Il pareggio per 1-1 contro il Chelsea all’Etihad Stadium non è l’unica cattiva notizia per il Manchester City, che esce dalla sfida con le ossa rotte e una difesa ridotta ai minimi termini. Al termine della gara, Pep Guardiola non ha nascosto la sua preoccupazione per le condizioni di Josko Gvardiol e Rúben Dias, entrambi usciti anzitempo e a rischio di un lungo stop in un momento cruciale della stagione.
Le sensazioni che filtrano dallo spogliatoio non sono incoraggianti, come ha spiegato lo stesso Guardiola nel post-partita: “È presto per sapere l’entità degli infortuni, ma non sembra nulla di buono né per Josko né per Rúben”. Si tratta di un’ulteriore tegola per un reparto già in totale emergenza, considerando la lunga assenza di John Stones e le limitazioni fisiche di Nathan Aké. Nonostante il momento critico, Pep prova a guardare avanti puntando tutto sulla forza del collettivo: “Se restiamo uniti, troveremo una soluzione”.
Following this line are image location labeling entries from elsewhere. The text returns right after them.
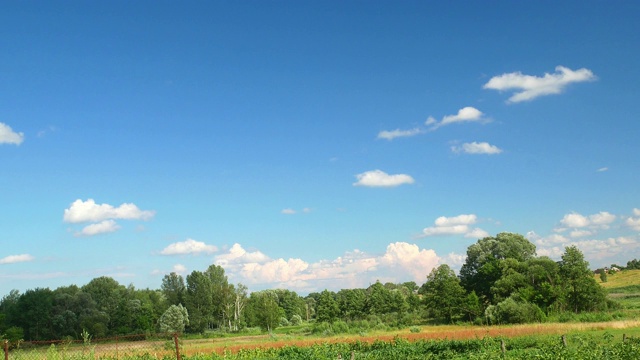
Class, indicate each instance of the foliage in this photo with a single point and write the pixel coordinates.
(174, 320)
(443, 294)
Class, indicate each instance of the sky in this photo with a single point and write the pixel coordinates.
(311, 145)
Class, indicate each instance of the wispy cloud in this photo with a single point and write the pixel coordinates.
(353, 269)
(390, 135)
(103, 227)
(532, 87)
(477, 148)
(8, 136)
(12, 259)
(456, 225)
(189, 246)
(379, 178)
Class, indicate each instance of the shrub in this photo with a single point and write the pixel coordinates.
(511, 311)
(296, 320)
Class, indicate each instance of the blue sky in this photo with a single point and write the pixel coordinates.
(311, 144)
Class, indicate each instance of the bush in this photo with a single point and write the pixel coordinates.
(511, 311)
(283, 321)
(340, 327)
(296, 320)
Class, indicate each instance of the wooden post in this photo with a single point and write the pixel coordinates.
(175, 340)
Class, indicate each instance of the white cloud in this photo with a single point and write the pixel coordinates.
(104, 227)
(457, 225)
(532, 86)
(12, 259)
(592, 248)
(179, 269)
(390, 135)
(580, 233)
(600, 220)
(464, 219)
(189, 246)
(8, 136)
(354, 269)
(378, 178)
(466, 114)
(88, 211)
(574, 220)
(632, 222)
(477, 233)
(477, 148)
(410, 258)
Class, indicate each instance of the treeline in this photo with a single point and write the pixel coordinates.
(502, 281)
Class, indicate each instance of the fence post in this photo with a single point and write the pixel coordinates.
(175, 340)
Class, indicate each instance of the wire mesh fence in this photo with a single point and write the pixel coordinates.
(145, 346)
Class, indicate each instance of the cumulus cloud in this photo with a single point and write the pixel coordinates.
(529, 87)
(390, 135)
(104, 227)
(179, 269)
(8, 136)
(88, 211)
(378, 178)
(466, 114)
(456, 225)
(189, 246)
(353, 269)
(477, 148)
(634, 222)
(591, 248)
(12, 259)
(600, 220)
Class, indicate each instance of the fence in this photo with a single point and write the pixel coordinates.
(157, 346)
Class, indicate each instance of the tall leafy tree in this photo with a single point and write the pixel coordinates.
(482, 267)
(173, 288)
(443, 294)
(198, 298)
(582, 291)
(327, 308)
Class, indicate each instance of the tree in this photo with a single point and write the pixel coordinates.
(173, 288)
(198, 298)
(443, 294)
(482, 267)
(265, 309)
(582, 291)
(174, 319)
(327, 308)
(352, 303)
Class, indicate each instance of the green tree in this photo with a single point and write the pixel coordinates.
(582, 291)
(443, 294)
(198, 298)
(352, 303)
(482, 267)
(173, 288)
(327, 308)
(265, 309)
(174, 319)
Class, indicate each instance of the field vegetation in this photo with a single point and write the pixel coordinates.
(501, 283)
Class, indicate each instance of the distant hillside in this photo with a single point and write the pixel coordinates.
(622, 282)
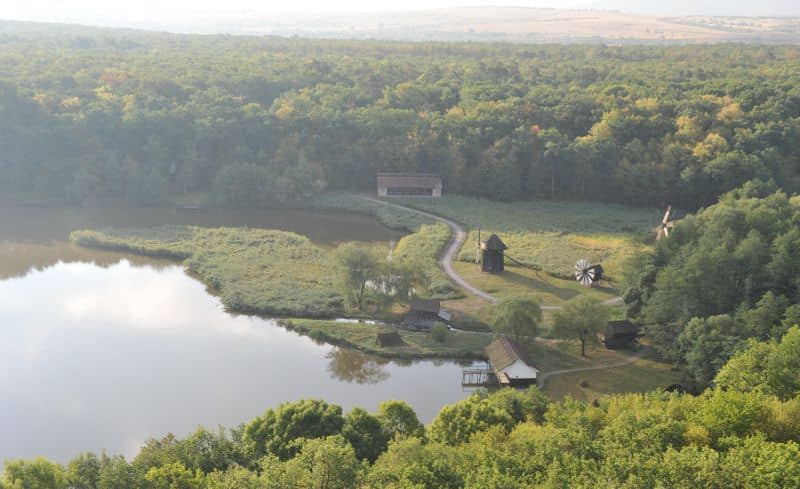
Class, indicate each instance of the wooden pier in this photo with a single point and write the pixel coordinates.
(478, 376)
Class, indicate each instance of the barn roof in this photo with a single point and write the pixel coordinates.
(503, 352)
(425, 305)
(413, 180)
(494, 243)
(622, 327)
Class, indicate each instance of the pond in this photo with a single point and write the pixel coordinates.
(33, 237)
(101, 352)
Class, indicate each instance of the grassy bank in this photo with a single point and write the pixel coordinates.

Sul piano del gioco, il tecnico catalano si è detto comunque soddisfatto della prestazione, pur recriminando per le occasioni sprecate. Il City ha controllato bene il primo tempo e creato diverse palle gol, pagando però una scarsa concretezza sotto porta che ha tenuto in vita il Chelsea. Nella ripresa, i Blues hanno alzato il ritmo trovando il pareggio nei secondi finali, premiando un forcing che il City, complici i cambi forzati in difesa, non è riuscito a contenere.
Tra le poche note liete della serata spicca la prova di Rodri, tornato a disputare tutti i 90 minuti dopo i recenti problemi fisici. La sua presenza resta però in dubbio in vista del prossimo impegno di campionato contro il Brighton, in programma mercoledì. Guardiola ha confermato che la sua gestione sarà valutata giorno per giorno, in un momento in cui il City, secondo in classifica a sei punti dall’Arsenal, è chiamato a stringere i denti per non perdere il treno della vetta.